There are very few known short-term side effects, besides weight-loss. The long-term effects of healthy people using these drugs are not yet known, and those using the drug off-label are doing so without the consultation of a doctor.
Sahakian adds: “You do not actually know that the substance you are buying is quality-controlled modafinil. It may be a placebo or a contaminated substance. You may have a pre-existing medical condition, which is counter-indicated for taking modafinil. You may be on other drug treatments for medical conditions that are counter-indicated for modafinil, as they cause drug-drug interactions.”
Surveys in the United States suggest that around 20% of university students are using concentration drugs regularly. A Varsity study earlier this year claimed that 10% of University of Cambridge students were using neuro-enhancing drugs.
Are there any ways for students to increase their concentration levels naturally? “Yes,” Professor Sahakian shouts emphatically. “My favourites are education and exercise”
Modafinil has broader uses. The British military stockpiled large quantities of Modafinil before the invasion of Iraq in 2004, for soldier use on the ground. The drug is also used for shift-workers and pilots who require intense periods of alertness.
During the exam period, a student took Modafinil to see how it would affect their revision and concentration.
Exams are about to begin and the pressure to perform is intense. This morning, a flat, brown, cardboard envelope is pushed through my door, with post marks from India. I peel open the seal to reveal two strips of silver foil, with 30 airtight sealed pills. Modalert is printed in purple lettering across the front. I pull one out and break it in two. I take half, just to be safe, and head off to the library.

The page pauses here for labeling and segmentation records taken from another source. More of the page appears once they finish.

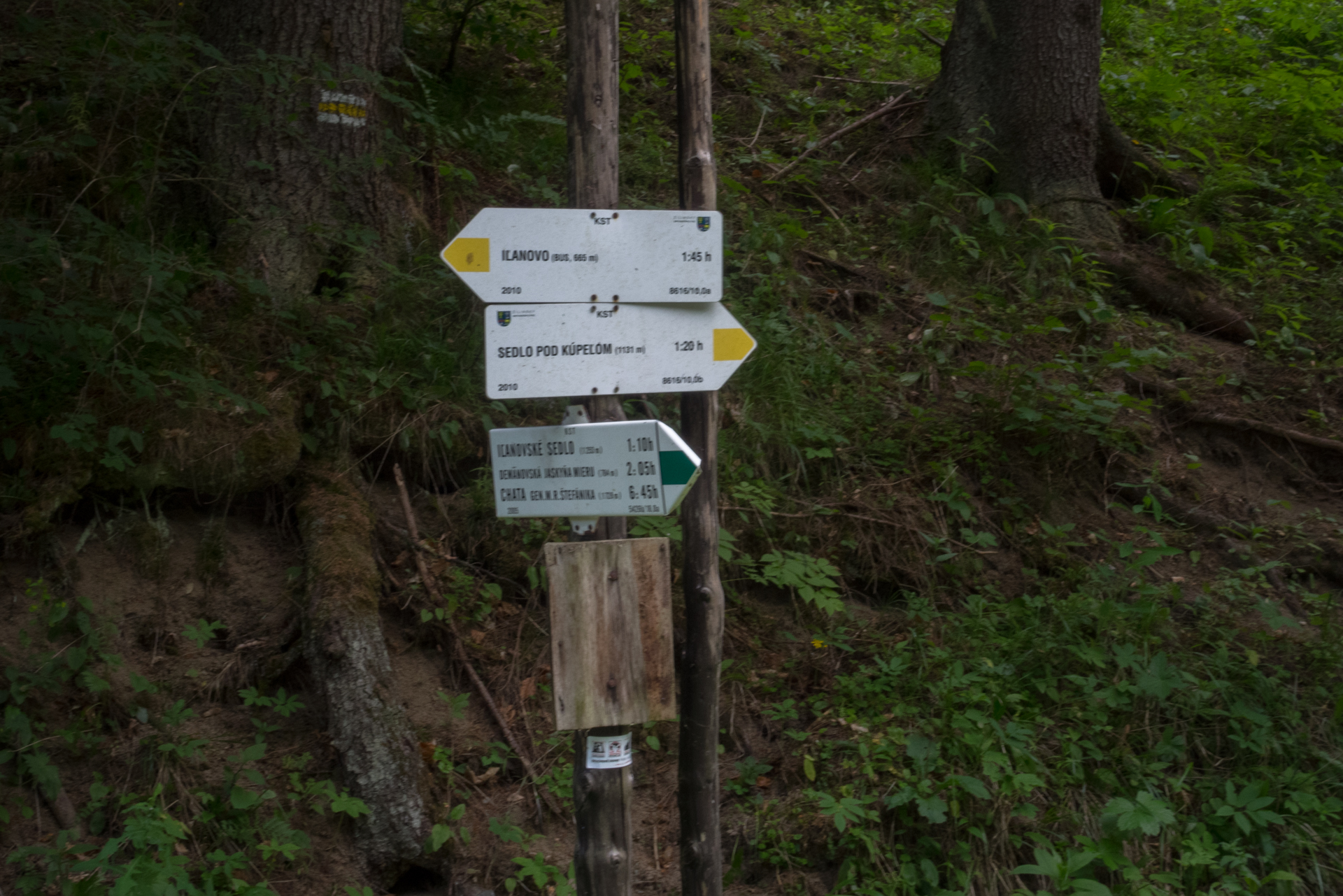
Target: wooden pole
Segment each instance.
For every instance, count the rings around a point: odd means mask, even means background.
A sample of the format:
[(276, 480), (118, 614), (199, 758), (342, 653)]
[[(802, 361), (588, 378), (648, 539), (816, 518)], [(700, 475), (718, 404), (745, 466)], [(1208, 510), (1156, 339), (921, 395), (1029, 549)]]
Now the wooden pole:
[[(681, 208), (719, 206), (713, 161), (709, 0), (676, 0)], [(719, 666), (723, 582), (719, 579), (719, 394), (681, 394), (681, 438), (702, 458), (700, 480), (681, 505), (685, 545), (685, 657), (681, 662), (681, 893), (723, 892), (719, 832)]]
[[(619, 200), (620, 16), (616, 0), (567, 0), (569, 36), (568, 145), (569, 203), (573, 208), (614, 210)], [(583, 395), (588, 420), (623, 420), (614, 395)], [(623, 539), (624, 517), (602, 517), (580, 540)], [(631, 767), (587, 768), (588, 736), (629, 733), (629, 725), (573, 732), (573, 868), (579, 896), (631, 896), (634, 892), (634, 775)]]

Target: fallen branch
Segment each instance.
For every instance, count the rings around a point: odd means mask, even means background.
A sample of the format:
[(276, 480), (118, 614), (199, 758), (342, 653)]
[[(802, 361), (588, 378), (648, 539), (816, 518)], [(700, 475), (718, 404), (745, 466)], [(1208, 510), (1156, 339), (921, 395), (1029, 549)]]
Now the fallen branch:
[[(415, 568), (419, 570), (420, 582), (424, 583), (424, 590), (431, 596), (438, 598), (438, 586), (434, 583), (434, 578), (430, 575), (428, 567), (424, 566), (424, 557), (420, 556), (419, 525), (415, 523), (415, 509), (411, 508), (411, 496), (410, 492), (406, 490), (406, 478), (402, 476), (400, 463), (392, 465), (392, 476), (396, 477), (396, 490), (402, 497), (402, 513), (406, 514), (406, 529), (410, 533), (411, 555), (415, 557)], [(457, 661), (462, 664), (463, 669), (466, 669), (467, 677), (471, 680), (471, 684), (475, 685), (475, 692), (481, 696), (485, 707), (490, 711), (490, 715), (494, 716), (494, 721), (504, 732), (504, 739), (508, 740), (508, 746), (513, 748), (513, 752), (516, 752), (517, 758), (522, 762), (522, 767), (526, 770), (526, 776), (536, 785), (536, 789), (540, 791), (541, 798), (545, 799), (545, 805), (551, 807), (551, 811), (553, 811), (557, 818), (568, 818), (555, 802), (555, 797), (551, 791), (540, 785), (539, 775), (536, 774), (536, 768), (532, 766), (532, 760), (526, 758), (526, 752), (522, 751), (522, 744), (520, 744), (517, 737), (513, 735), (513, 728), (509, 727), (508, 720), (504, 719), (504, 713), (500, 712), (498, 704), (494, 703), (494, 696), (490, 695), (490, 689), (485, 686), (481, 677), (475, 674), (475, 666), (471, 665), (471, 660), (466, 656), (466, 649), (462, 646), (462, 635), (457, 630), (457, 621), (446, 618), (446, 622), (449, 630), (453, 633), (453, 646), (457, 653)]]
[(815, 146), (811, 146), (810, 149), (804, 149), (800, 156), (798, 156), (796, 159), (794, 159), (792, 161), (790, 161), (787, 165), (784, 165), (783, 169), (774, 176), (774, 180), (783, 180), (784, 175), (787, 175), (790, 171), (792, 171), (799, 164), (802, 164), (802, 161), (807, 156), (810, 156), (811, 153), (817, 152), (818, 149), (825, 149), (826, 146), (829, 146), (834, 141), (839, 140), (845, 134), (851, 134), (853, 132), (858, 130), (864, 125), (870, 125), (872, 122), (877, 121), (878, 118), (884, 118), (885, 116), (889, 116), (890, 113), (893, 113), (893, 111), (896, 111), (898, 109), (908, 109), (909, 106), (916, 106), (920, 102), (923, 102), (921, 99), (916, 99), (915, 102), (908, 102), (905, 105), (900, 105), (900, 101), (904, 99), (908, 95), (909, 95), (909, 91), (907, 90), (902, 94), (900, 94), (898, 97), (896, 97), (894, 99), (888, 99), (886, 102), (881, 103), (880, 106), (877, 106), (876, 109), (873, 109), (872, 111), (869, 111), (866, 116), (864, 116), (858, 121), (853, 122), (851, 125), (845, 125), (843, 128), (841, 128), (839, 130), (834, 132), (829, 137), (822, 137), (821, 140), (817, 141)]
[(841, 78), (838, 75), (813, 75), (813, 78), (821, 78), (822, 81), (847, 81), (851, 85), (890, 85), (893, 87), (908, 87), (908, 81), (865, 81), (862, 78)]
[(920, 35), (920, 36), (921, 36), (921, 38), (923, 38), (924, 40), (927, 40), (927, 42), (928, 42), (928, 43), (931, 43), (932, 46), (937, 47), (939, 50), (941, 50), (943, 47), (945, 47), (945, 46), (947, 46), (947, 42), (945, 42), (945, 40), (943, 40), (941, 38), (933, 38), (933, 36), (932, 36), (931, 34), (928, 34), (928, 32), (927, 32), (927, 31), (924, 31), (923, 28), (919, 28), (919, 27), (916, 27), (916, 28), (915, 28), (915, 31), (917, 31), (917, 32), (919, 32), (919, 35)]
[(810, 249), (799, 249), (798, 251), (802, 253), (803, 255), (806, 255), (807, 258), (815, 261), (815, 262), (821, 262), (822, 265), (830, 265), (835, 270), (842, 270), (846, 274), (853, 274), (854, 277), (865, 277), (865, 274), (861, 270), (858, 270), (857, 267), (851, 267), (850, 265), (845, 265), (843, 262), (835, 261), (834, 258), (829, 258), (826, 255), (822, 255), (821, 253), (814, 253)]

On the bus, a warm sensation comes over my frontal lobes. My thoughts are beautifully clear and purposeful. I get excited and pop the other half.
I find a quite spot in the library and take out the most difficult piece of revision on my poorest subject. I don’t look up from the book for the next four hours.
My first bathroom break shocks me. An unusual smell, metallic and acrid, is coming from the urinal I am using. It turns out to be my urine.
Ten hours in the library and I am finally worn out. I feel empty. I meet some friends on the way out but I have no idea what to say to them. The constellations of thoughts and ideas that are usually brimming over in my mind are dulled. I must get some sleep.
It dawns on me how foolish I am. These are prescription drugs and I am taking them with no advice from a doctor. Perhaps I would be working this hard anyway, without these pills. How can I tell?
Each time I take a pill, I feel as if the effect is less substantial. But I am still in the library, doing 10 and 12 hour days. I am feeling less and less like myself but I attribute it to stress. Still a long ways to go before my exams are over.
I have a Modalert tablet at nine o’clock at night because I missed a whole days worth of revision. My mind is still working at five in the morning, but I stopped revising at three. My body is exhausted but my brain is reeling.
Seven exams finished, and I’m so thankful that I drink myself into oblivion.
Revision was easier, with far less distractions, but I feel a fraction of my creative self. Productivity was up, but thinking of new ideas near zero.